2. The method according to claim 1, obtainable from a fungus selected from the group consisting of dariomyces, Alternaria, Curvularia, Drechslera, Ulocladium and Botrytis. 6. The method according to claim 5, wherein the haloperoxidase can be obtained from calvaria. 7. The haloperoxidase is Calbularia velcrosa (
The method according to claim 6, which can be obtained from Verruculosa). 8. The haloperoxidase is Pseudomonas (Pseud).
The method according to claim 1, obtainable from a bacterium selected from the group consisting of Omonas) and Streptomyces. 9. The method of claim 5, wherein the haloperoxidase is vanadium haloperoxidase. 10. The method of claim 5, wherein the haloperoxidase is chloride peroxidase. 11. The method of claim 1, wherein the hydrogen peroxide source is hydrogen peroxide or a hydrogen peroxide precursor. 12. The hydrogen peroxide precursor is a percarbonate or a perborate.

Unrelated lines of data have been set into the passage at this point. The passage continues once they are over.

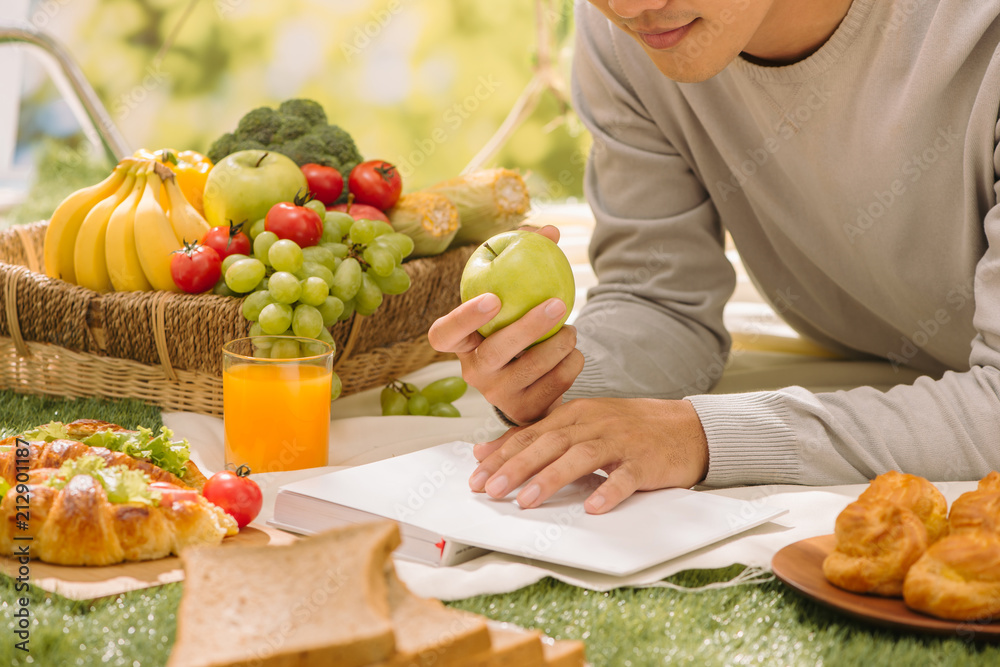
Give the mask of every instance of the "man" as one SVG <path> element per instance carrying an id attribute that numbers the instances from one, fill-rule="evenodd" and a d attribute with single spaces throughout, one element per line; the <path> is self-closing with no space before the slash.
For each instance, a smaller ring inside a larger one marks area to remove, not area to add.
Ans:
<path id="1" fill-rule="evenodd" d="M 603 469 L 585 503 L 602 513 L 699 482 L 1000 469 L 1000 2 L 591 3 L 573 83 L 599 285 L 575 329 L 523 354 L 560 302 L 484 341 L 500 304 L 483 295 L 430 332 L 523 425 L 477 446 L 473 490 L 528 482 L 535 507 Z M 724 229 L 801 334 L 925 375 L 706 395 L 729 351 Z"/>

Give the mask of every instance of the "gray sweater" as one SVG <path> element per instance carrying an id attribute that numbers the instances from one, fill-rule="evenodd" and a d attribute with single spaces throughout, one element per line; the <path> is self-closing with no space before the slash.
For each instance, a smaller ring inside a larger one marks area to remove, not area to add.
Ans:
<path id="1" fill-rule="evenodd" d="M 855 0 L 805 60 L 697 84 L 576 11 L 599 284 L 566 397 L 687 397 L 711 486 L 1000 469 L 1000 2 Z M 726 230 L 803 336 L 926 376 L 705 394 L 729 352 Z"/>

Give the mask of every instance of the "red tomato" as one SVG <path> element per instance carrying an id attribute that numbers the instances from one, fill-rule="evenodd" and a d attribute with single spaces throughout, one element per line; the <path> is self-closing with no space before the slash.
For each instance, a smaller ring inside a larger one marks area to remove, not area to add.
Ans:
<path id="1" fill-rule="evenodd" d="M 219 257 L 225 259 L 230 255 L 247 255 L 250 252 L 250 237 L 243 231 L 243 223 L 233 224 L 229 222 L 229 227 L 219 225 L 212 227 L 201 239 L 202 244 L 215 248 Z"/>
<path id="2" fill-rule="evenodd" d="M 302 165 L 302 173 L 309 184 L 309 192 L 324 204 L 332 204 L 344 191 L 344 177 L 333 167 L 310 162 Z"/>
<path id="3" fill-rule="evenodd" d="M 209 477 L 201 490 L 206 500 L 236 519 L 240 528 L 253 521 L 264 504 L 260 487 L 247 477 L 249 474 L 250 468 L 246 466 L 240 466 L 236 472 L 222 470 Z"/>
<path id="4" fill-rule="evenodd" d="M 222 277 L 222 259 L 211 246 L 185 243 L 170 258 L 170 276 L 182 291 L 200 294 L 219 282 Z"/>
<path id="5" fill-rule="evenodd" d="M 403 178 L 399 170 L 385 160 L 368 160 L 351 170 L 347 189 L 359 204 L 370 204 L 386 211 L 403 192 Z"/>
<path id="6" fill-rule="evenodd" d="M 327 206 L 326 210 L 348 213 L 355 220 L 382 220 L 383 222 L 389 222 L 389 217 L 385 213 L 368 204 L 351 204 L 350 210 L 347 210 L 347 204 L 337 204 L 336 206 Z"/>
<path id="7" fill-rule="evenodd" d="M 182 489 L 176 484 L 171 484 L 170 482 L 153 482 L 149 485 L 149 488 L 156 489 L 160 492 L 160 504 L 161 505 L 173 505 L 176 502 L 198 502 L 198 492 L 194 489 Z"/>
<path id="8" fill-rule="evenodd" d="M 323 221 L 312 209 L 281 202 L 267 212 L 264 229 L 274 232 L 279 239 L 289 239 L 299 244 L 300 248 L 308 248 L 319 243 L 323 236 Z"/>

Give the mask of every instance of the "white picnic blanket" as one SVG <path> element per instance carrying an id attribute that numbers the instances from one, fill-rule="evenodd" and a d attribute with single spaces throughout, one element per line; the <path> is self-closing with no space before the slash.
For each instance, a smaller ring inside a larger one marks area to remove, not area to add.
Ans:
<path id="1" fill-rule="evenodd" d="M 752 352 L 736 355 L 729 377 L 723 383 L 728 391 L 739 391 L 751 385 L 768 384 L 766 378 L 776 378 L 778 384 L 812 384 L 833 388 L 847 376 L 864 377 L 863 384 L 892 384 L 898 375 L 891 369 L 865 362 L 852 368 L 852 362 L 805 357 L 778 352 Z M 853 370 L 853 373 L 851 372 Z M 887 373 L 884 376 L 881 374 Z M 457 375 L 457 362 L 441 362 L 406 376 L 418 386 L 440 377 Z M 761 376 L 764 376 L 764 380 Z M 799 377 L 799 376 L 806 377 Z M 802 380 L 810 379 L 806 383 Z M 744 385 L 746 385 L 744 387 Z M 338 399 L 333 403 L 330 427 L 330 461 L 327 468 L 255 475 L 264 491 L 264 509 L 256 523 L 263 524 L 273 512 L 278 487 L 304 477 L 318 475 L 344 466 L 404 454 L 424 447 L 467 440 L 479 442 L 503 433 L 503 427 L 492 410 L 475 390 L 471 389 L 456 402 L 462 417 L 382 417 L 378 402 L 379 389 Z M 192 458 L 206 472 L 223 467 L 222 420 L 190 413 L 164 413 L 164 423 L 176 435 L 191 442 Z M 951 502 L 976 486 L 971 482 L 939 483 L 938 488 Z M 719 495 L 766 502 L 787 508 L 788 514 L 775 522 L 766 523 L 696 552 L 662 563 L 629 577 L 611 577 L 572 568 L 530 562 L 517 556 L 491 553 L 456 567 L 436 568 L 397 559 L 397 569 L 403 580 L 418 595 L 444 600 L 467 598 L 486 593 L 505 593 L 551 576 L 568 584 L 604 591 L 620 586 L 657 585 L 664 577 L 689 569 L 718 568 L 741 563 L 767 570 L 771 558 L 784 546 L 802 539 L 833 532 L 840 511 L 864 489 L 864 485 L 834 487 L 757 486 L 706 491 Z"/>

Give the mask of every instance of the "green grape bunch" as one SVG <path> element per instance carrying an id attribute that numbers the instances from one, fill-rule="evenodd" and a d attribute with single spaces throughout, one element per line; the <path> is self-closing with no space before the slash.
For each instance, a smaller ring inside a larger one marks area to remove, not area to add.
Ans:
<path id="1" fill-rule="evenodd" d="M 401 266 L 413 252 L 409 236 L 383 221 L 310 207 L 323 223 L 318 245 L 303 248 L 279 238 L 260 220 L 250 228 L 252 254 L 230 255 L 223 264 L 213 292 L 245 297 L 242 312 L 252 323 L 251 336 L 298 336 L 334 345 L 330 327 L 355 313 L 372 315 L 383 295 L 410 287 Z M 272 345 L 254 352 L 272 358 L 276 353 L 288 358 L 308 350 Z"/>
<path id="2" fill-rule="evenodd" d="M 469 385 L 460 377 L 441 378 L 423 389 L 410 382 L 393 380 L 379 396 L 382 415 L 461 417 L 462 414 L 452 403 L 461 398 L 468 388 Z"/>

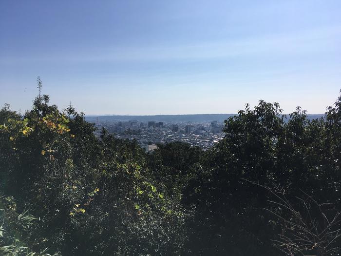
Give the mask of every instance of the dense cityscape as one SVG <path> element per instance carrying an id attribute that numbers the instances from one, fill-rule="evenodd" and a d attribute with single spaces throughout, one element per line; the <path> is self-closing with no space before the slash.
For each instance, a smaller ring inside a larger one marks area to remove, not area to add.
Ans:
<path id="1" fill-rule="evenodd" d="M 115 120 L 94 122 L 99 136 L 102 127 L 115 134 L 118 138 L 136 139 L 146 152 L 152 151 L 158 143 L 181 141 L 197 146 L 206 150 L 224 136 L 224 124 L 217 121 L 211 122 L 160 122 Z"/>

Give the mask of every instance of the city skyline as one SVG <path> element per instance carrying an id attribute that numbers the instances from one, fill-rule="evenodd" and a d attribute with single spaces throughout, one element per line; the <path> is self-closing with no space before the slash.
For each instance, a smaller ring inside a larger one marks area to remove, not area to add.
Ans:
<path id="1" fill-rule="evenodd" d="M 321 114 L 341 88 L 341 2 L 0 2 L 0 103 L 87 115 Z"/>

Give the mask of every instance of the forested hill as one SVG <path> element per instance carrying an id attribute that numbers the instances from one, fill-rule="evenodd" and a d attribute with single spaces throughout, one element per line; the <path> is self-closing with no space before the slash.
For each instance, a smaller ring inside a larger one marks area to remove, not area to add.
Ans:
<path id="1" fill-rule="evenodd" d="M 260 101 L 206 151 L 153 154 L 49 100 L 0 110 L 1 256 L 339 255 L 341 97 L 312 120 Z"/>
<path id="2" fill-rule="evenodd" d="M 196 115 L 156 115 L 151 116 L 87 116 L 85 120 L 90 122 L 105 121 L 127 121 L 131 120 L 137 120 L 141 122 L 155 121 L 157 122 L 210 122 L 218 121 L 223 123 L 225 120 L 231 117 L 237 115 L 237 114 L 201 114 Z M 307 115 L 307 118 L 309 120 L 318 119 L 324 115 L 322 114 Z"/>

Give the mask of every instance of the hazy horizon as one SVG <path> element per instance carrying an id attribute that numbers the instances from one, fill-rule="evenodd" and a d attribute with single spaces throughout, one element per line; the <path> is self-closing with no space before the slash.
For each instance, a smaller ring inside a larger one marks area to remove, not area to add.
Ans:
<path id="1" fill-rule="evenodd" d="M 0 2 L 0 104 L 88 115 L 323 113 L 341 88 L 337 0 Z M 109 114 L 108 114 L 109 113 Z"/>

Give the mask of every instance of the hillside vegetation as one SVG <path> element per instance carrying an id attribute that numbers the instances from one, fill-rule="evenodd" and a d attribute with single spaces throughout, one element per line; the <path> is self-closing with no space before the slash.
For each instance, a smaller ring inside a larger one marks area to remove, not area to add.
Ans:
<path id="1" fill-rule="evenodd" d="M 0 110 L 0 255 L 339 255 L 341 97 L 323 118 L 260 101 L 206 152 L 146 154 L 38 96 Z M 287 119 L 286 119 L 287 118 Z"/>

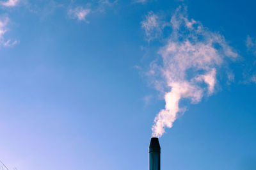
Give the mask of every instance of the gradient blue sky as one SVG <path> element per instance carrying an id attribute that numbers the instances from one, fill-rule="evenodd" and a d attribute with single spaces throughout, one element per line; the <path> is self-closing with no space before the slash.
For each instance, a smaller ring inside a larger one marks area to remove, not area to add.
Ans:
<path id="1" fill-rule="evenodd" d="M 0 160 L 9 169 L 148 169 L 164 101 L 145 73 L 166 42 L 148 41 L 141 22 L 150 12 L 168 21 L 179 6 L 239 58 L 228 63 L 234 79 L 219 72 L 216 92 L 186 104 L 160 138 L 162 169 L 256 169 L 255 1 L 1 1 Z"/>

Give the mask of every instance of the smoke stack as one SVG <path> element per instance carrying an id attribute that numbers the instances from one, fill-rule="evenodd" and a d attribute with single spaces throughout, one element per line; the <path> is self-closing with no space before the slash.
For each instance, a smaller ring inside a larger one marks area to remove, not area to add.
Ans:
<path id="1" fill-rule="evenodd" d="M 160 170 L 161 148 L 158 138 L 151 138 L 149 145 L 149 170 Z"/>

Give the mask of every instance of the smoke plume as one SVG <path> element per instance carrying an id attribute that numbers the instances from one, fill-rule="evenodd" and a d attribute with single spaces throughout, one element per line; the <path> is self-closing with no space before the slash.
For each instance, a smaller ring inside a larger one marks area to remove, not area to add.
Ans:
<path id="1" fill-rule="evenodd" d="M 150 12 L 148 15 L 156 14 Z M 147 16 L 142 27 L 147 25 L 147 30 L 157 28 L 159 31 L 161 26 L 156 26 L 156 23 L 163 22 L 156 20 L 150 28 L 152 20 L 147 23 L 148 19 L 152 17 Z M 186 111 L 179 105 L 180 100 L 186 98 L 196 104 L 204 96 L 212 95 L 218 82 L 218 70 L 225 59 L 234 59 L 238 56 L 223 36 L 189 19 L 184 8 L 179 7 L 164 26 L 168 27 L 164 29 L 172 29 L 172 33 L 159 50 L 161 63 L 153 62 L 148 72 L 155 77 L 157 88 L 163 91 L 166 103 L 152 128 L 152 136 L 157 137 L 164 133 L 166 127 L 173 126 L 178 114 Z"/>

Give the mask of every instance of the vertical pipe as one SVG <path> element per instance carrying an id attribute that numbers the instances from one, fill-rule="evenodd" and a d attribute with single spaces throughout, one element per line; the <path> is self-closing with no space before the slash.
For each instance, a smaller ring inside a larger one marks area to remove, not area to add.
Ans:
<path id="1" fill-rule="evenodd" d="M 158 138 L 151 138 L 148 153 L 149 170 L 160 170 L 161 148 Z"/>

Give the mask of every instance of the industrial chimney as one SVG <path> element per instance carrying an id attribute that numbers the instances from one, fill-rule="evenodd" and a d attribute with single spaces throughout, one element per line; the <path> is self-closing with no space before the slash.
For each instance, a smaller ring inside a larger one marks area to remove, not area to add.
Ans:
<path id="1" fill-rule="evenodd" d="M 158 138 L 151 138 L 149 145 L 149 170 L 160 170 L 161 148 Z"/>

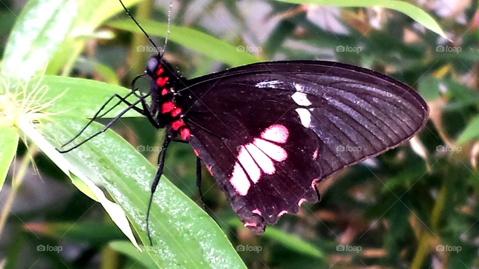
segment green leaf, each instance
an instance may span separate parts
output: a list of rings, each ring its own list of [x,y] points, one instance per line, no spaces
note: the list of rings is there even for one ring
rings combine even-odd
[[[479,116],[476,116],[468,124],[458,138],[458,144],[462,144],[479,137]]]
[[[50,142],[56,145],[74,135],[86,123],[85,120],[63,116],[51,118],[42,130]],[[83,137],[100,128],[99,124],[94,124]],[[103,183],[125,210],[142,242],[149,244],[144,220],[156,168],[110,131],[62,156],[74,166],[74,173]],[[150,218],[154,248],[146,250],[158,266],[244,268],[216,223],[165,177],[155,193]]]
[[[8,126],[0,127],[0,191],[16,153],[18,144],[18,133],[16,129]]]
[[[152,20],[140,21],[139,22],[149,34],[163,37],[166,35],[168,30],[166,23]],[[143,33],[130,19],[110,21],[107,25],[126,31]],[[247,64],[260,60],[247,52],[239,50],[238,47],[235,47],[221,39],[186,27],[172,25],[169,40],[232,66]],[[148,45],[151,46],[151,44]],[[139,52],[148,52],[144,46],[139,47],[137,50]]]
[[[394,9],[409,16],[430,30],[447,38],[436,20],[424,10],[404,1],[397,0],[276,0],[296,4],[311,4],[339,7],[367,7],[381,6]]]
[[[241,223],[236,218],[231,219],[229,223],[236,228],[242,227]],[[274,227],[268,227],[263,235],[263,237],[276,241],[285,247],[298,253],[322,260],[326,259],[323,251],[313,245],[295,235],[285,233]]]
[[[81,119],[92,117],[114,94],[124,96],[130,92],[130,90],[119,86],[89,79],[58,76],[44,76],[35,79],[41,80],[29,83],[29,88],[27,89],[28,92],[35,89],[39,90],[39,87],[45,88],[41,91],[41,94],[44,94],[44,95],[41,98],[36,99],[33,104],[40,105],[56,98],[50,106],[45,109],[45,112]],[[129,101],[132,102],[136,100],[134,97],[130,97],[128,99]],[[117,98],[114,99],[104,111],[106,111],[119,101]],[[106,117],[114,117],[126,107],[126,105],[122,104],[107,114]],[[123,117],[141,117],[141,115],[132,110]]]
[[[130,244],[124,241],[113,241],[110,243],[110,247],[116,251],[123,253],[130,258],[138,261],[146,268],[156,269],[158,267],[146,252],[140,252]]]
[[[140,249],[140,247],[136,242],[136,240],[133,236],[133,232],[125,215],[125,212],[118,205],[107,199],[100,188],[95,185],[95,183],[91,180],[91,177],[89,177],[86,174],[91,174],[91,171],[89,170],[82,171],[74,165],[71,162],[65,158],[65,155],[60,153],[51,144],[42,136],[37,130],[36,127],[31,123],[27,121],[24,119],[19,118],[17,120],[16,124],[22,132],[38,146],[38,148],[54,162],[66,175],[70,177],[70,178],[72,177],[72,175],[77,176],[87,186],[89,191],[96,198],[96,200],[101,204],[107,213],[110,215],[113,222],[130,239],[130,241],[131,241],[135,247]],[[50,134],[50,137],[56,137],[58,134],[58,133],[53,131],[52,134]],[[86,172],[86,173],[84,173],[84,171]]]
[[[73,27],[75,0],[30,0],[7,42],[1,74],[27,79],[45,70]]]

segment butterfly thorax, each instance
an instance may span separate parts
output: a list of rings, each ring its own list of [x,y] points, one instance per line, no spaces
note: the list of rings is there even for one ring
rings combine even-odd
[[[148,61],[146,73],[152,78],[150,113],[158,127],[171,127],[172,133],[187,139],[190,133],[185,123],[184,97],[177,91],[182,85],[182,76],[160,56]]]

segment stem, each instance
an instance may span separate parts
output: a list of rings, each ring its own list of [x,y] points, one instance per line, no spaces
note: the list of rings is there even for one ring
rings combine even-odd
[[[38,148],[34,144],[32,145],[28,148],[27,152],[25,153],[25,155],[23,155],[16,175],[11,180],[11,190],[8,193],[6,201],[3,205],[4,206],[1,212],[0,213],[0,238],[1,237],[1,233],[5,227],[6,220],[10,215],[11,206],[13,205],[16,192],[20,188],[20,186],[21,185],[25,174],[28,170],[28,166],[30,162],[33,161],[33,156],[36,153],[37,150]]]

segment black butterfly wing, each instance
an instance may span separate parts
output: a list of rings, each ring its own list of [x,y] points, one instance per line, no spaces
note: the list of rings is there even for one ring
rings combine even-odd
[[[411,138],[428,114],[407,85],[336,62],[260,63],[187,84],[182,93],[190,100],[190,143],[240,219],[257,233],[265,221],[274,223],[305,199],[317,200],[315,180]],[[263,135],[268,132],[272,140]],[[270,163],[257,149],[274,169],[262,167]]]

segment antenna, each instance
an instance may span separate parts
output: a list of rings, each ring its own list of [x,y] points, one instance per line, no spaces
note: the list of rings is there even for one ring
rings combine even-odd
[[[165,54],[165,50],[166,50],[166,44],[168,43],[168,37],[170,37],[170,29],[171,26],[171,9],[173,7],[173,0],[170,0],[170,7],[168,8],[168,30],[166,31],[166,36],[165,37],[165,44],[163,45],[163,50],[162,51],[162,54]]]
[[[153,44],[153,46],[154,46],[155,48],[156,48],[157,51],[158,52],[158,53],[159,53],[160,50],[158,48],[158,46],[156,45],[156,44],[155,44],[155,42],[153,42],[153,40],[151,40],[151,38],[150,37],[150,36],[148,35],[148,34],[146,33],[146,32],[145,32],[145,30],[144,30],[143,28],[141,27],[141,25],[140,25],[140,23],[138,23],[138,22],[137,21],[136,19],[135,19],[135,18],[133,17],[133,16],[131,14],[131,13],[130,12],[130,10],[129,10],[128,9],[126,8],[126,6],[125,6],[125,5],[123,4],[123,2],[121,1],[121,0],[119,0],[120,1],[120,3],[121,4],[122,6],[123,7],[123,9],[125,9],[125,11],[126,11],[126,13],[128,14],[128,16],[130,16],[130,17],[131,18],[131,19],[133,20],[133,21],[135,22],[135,23],[136,24],[136,25],[138,26],[138,28],[139,28],[141,30],[141,31],[143,32],[144,34],[145,34],[145,35],[146,35],[146,37],[148,37],[148,40],[150,40],[150,42],[151,42],[152,44]],[[170,2],[170,3],[171,2]],[[171,7],[171,4],[170,4],[170,7]],[[168,20],[169,20],[169,12],[168,14],[169,14]],[[169,31],[169,29],[170,29],[169,22],[168,23],[168,24],[169,24],[168,31]],[[165,46],[166,46],[166,42],[165,42]],[[164,51],[164,49],[165,49],[165,48],[164,47],[163,48]]]

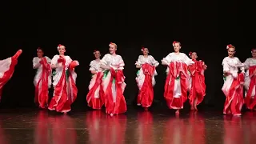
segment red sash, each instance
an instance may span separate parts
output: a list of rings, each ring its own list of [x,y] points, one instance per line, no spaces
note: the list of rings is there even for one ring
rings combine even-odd
[[[126,112],[126,102],[125,97],[122,94],[122,83],[125,78],[122,70],[114,70],[110,68],[111,78],[107,86],[105,95],[106,95],[106,112],[107,114],[118,114]],[[114,102],[113,94],[112,94],[112,82],[115,80],[116,88],[116,102]]]

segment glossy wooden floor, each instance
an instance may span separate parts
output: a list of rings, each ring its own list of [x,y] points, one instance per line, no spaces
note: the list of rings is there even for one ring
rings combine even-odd
[[[110,117],[95,110],[68,115],[30,109],[0,110],[0,144],[254,144],[256,113],[220,111],[175,116],[169,110],[130,110]]]

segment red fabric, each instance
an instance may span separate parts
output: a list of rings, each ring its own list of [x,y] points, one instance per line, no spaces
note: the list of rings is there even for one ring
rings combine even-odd
[[[154,117],[150,111],[138,113],[138,137],[140,142],[147,142],[146,143],[154,143]],[[143,142],[142,142],[143,143]]]
[[[237,78],[234,78],[229,90],[228,95],[226,95],[223,114],[231,114],[234,115],[241,115],[242,106],[243,101],[243,86],[244,74],[239,74]]]
[[[106,91],[105,92],[106,101],[106,113],[118,114],[126,112],[126,102],[125,97],[122,90],[122,83],[123,82],[122,78],[124,75],[122,70],[115,71],[113,68],[110,68],[111,78],[107,86]],[[112,94],[112,82],[115,78],[115,87],[116,87],[116,102],[114,102],[113,94]]]
[[[62,59],[62,62],[63,66],[62,77],[54,88],[54,96],[50,102],[48,109],[50,110],[55,110],[57,112],[66,113],[71,110],[71,104],[75,101],[78,94],[78,89],[70,74],[74,70],[71,66],[78,66],[78,64],[74,61],[70,64],[69,78],[66,78],[66,60]],[[68,78],[68,82],[66,82],[66,78]],[[67,89],[69,91],[67,91]]]
[[[97,109],[100,110],[102,109],[103,104],[104,104],[104,91],[102,84],[102,77],[103,73],[98,72],[96,74],[96,79],[95,79],[95,84],[94,86],[89,90],[87,96],[86,96],[86,101],[88,102],[88,106],[91,107],[92,109]],[[99,98],[95,98],[94,94],[98,87],[99,88]]]
[[[41,108],[46,108],[48,106],[48,78],[51,69],[46,58],[42,58],[40,63],[42,65],[42,76],[35,87],[34,102],[35,103],[38,103]],[[39,90],[40,83],[42,84],[41,90]]]
[[[246,105],[248,109],[252,110],[256,106],[256,98],[255,95],[252,95],[254,87],[256,86],[256,76],[254,74],[254,70],[256,70],[256,66],[250,66],[249,68],[249,75],[250,78],[249,90],[247,91],[247,95],[246,97]],[[255,86],[256,92],[256,86]],[[251,96],[254,96],[254,98],[251,98]]]
[[[152,86],[152,77],[154,77],[155,67],[150,64],[143,64],[142,66],[145,80],[138,95],[137,103],[142,107],[150,107],[154,99],[154,89]]]
[[[164,98],[170,109],[182,109],[183,103],[187,98],[187,66],[182,62],[174,62],[170,64],[169,68],[170,72],[166,80]],[[182,96],[174,98],[174,81],[178,77],[180,77]]]
[[[2,78],[0,78],[0,100],[2,97],[2,87],[3,86],[7,83],[7,82],[13,76],[14,72],[15,66],[18,63],[18,58],[22,53],[22,50],[17,51],[17,53],[11,58],[11,63],[10,65],[10,68],[7,71],[6,71]]]
[[[189,66],[189,70],[192,78],[191,89],[189,99],[191,106],[194,106],[194,100],[198,98],[196,105],[200,104],[206,95],[206,83],[203,69],[203,62],[193,60],[194,64]]]

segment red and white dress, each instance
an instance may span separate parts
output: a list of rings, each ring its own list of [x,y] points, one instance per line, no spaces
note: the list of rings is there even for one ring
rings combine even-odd
[[[13,57],[0,60],[0,100],[2,87],[13,76],[15,66],[18,63],[18,58],[22,53],[22,50],[18,50]]]
[[[236,58],[226,57],[222,61],[223,72],[229,72],[230,74],[224,75],[224,84],[222,91],[226,95],[224,104],[224,114],[241,115],[241,109],[243,101],[244,74],[238,74],[238,67],[243,65]]]
[[[244,62],[247,69],[245,74],[245,102],[248,109],[254,109],[256,106],[255,89],[256,89],[256,75],[254,74],[256,70],[256,59],[247,58]]]
[[[59,55],[55,55],[51,60],[51,65],[57,66],[57,68],[53,78],[54,97],[48,109],[67,113],[71,110],[71,104],[78,94],[75,84],[77,74],[74,72],[74,67],[79,63],[78,61],[73,61],[70,56],[65,56],[63,61],[60,61],[59,58]]]
[[[170,109],[183,109],[187,99],[189,74],[187,67],[194,63],[184,53],[169,54],[162,59],[168,64],[164,97]]]
[[[101,64],[110,67],[104,71],[102,80],[106,113],[118,114],[126,112],[126,102],[123,95],[126,84],[122,72],[125,63],[122,57],[107,54],[101,60]]]
[[[102,86],[103,72],[100,68],[100,61],[93,60],[90,63],[90,71],[96,71],[91,77],[89,92],[86,96],[88,106],[92,109],[100,110],[104,105],[104,91]]]
[[[37,73],[34,78],[35,86],[34,102],[41,108],[48,106],[48,89],[51,86],[51,60],[48,57],[33,58],[33,68],[37,69]]]
[[[155,67],[159,63],[151,55],[148,55],[146,58],[140,55],[135,65],[141,66],[135,78],[139,90],[137,104],[142,107],[150,107],[154,99],[154,76],[158,74]]]
[[[193,60],[194,63],[189,66],[190,73],[190,103],[194,106],[194,100],[198,98],[196,105],[199,105],[206,95],[206,83],[205,83],[205,70],[203,66],[205,63],[202,61]]]

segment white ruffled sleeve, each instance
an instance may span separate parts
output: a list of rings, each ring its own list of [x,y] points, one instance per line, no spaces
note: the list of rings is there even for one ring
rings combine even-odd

The method according to claim 11. 13. The method of claim 1, wherein the halide source is a halide salt. 14. The method of claim 13, wherein the halide source is sodium chloride, potassium chloride, sodium bromide, potassium bromide, sodium iodide, or potassium iodide. 15. The method according to claim 1, wherein the amount of haloperoxidase used per kg of wool, fiber or hair is in the range of 0.001 g to 10 g. 16. The method of claim 1, wherein the proteolytic enzyme is of plant, animal, bacterial or fungal origin. 17. The method of claim 16, wherein the proteolytic enzyme is selected from the group consisting of papain, bromelain, ficin, and trypsin. 18. The method of claim 16, wherein the proteolytic enzyme is a serine protease. 19. The serine protease is Bacillus.
) Or a subtilisin from Tritirachium. 20. The method according to claim 1, wherein the amount of protease used per kg of wool, fiber or hair is in the range of 0.001 g to 10 g. 21. The method of claim 1, wherein the aqueous solution further comprises a softening agent. 22. The method of claim 1, wherein the wool, wool fiber or animal hair is treated with a softening agent after the treatment with the haloperoxidase and protease.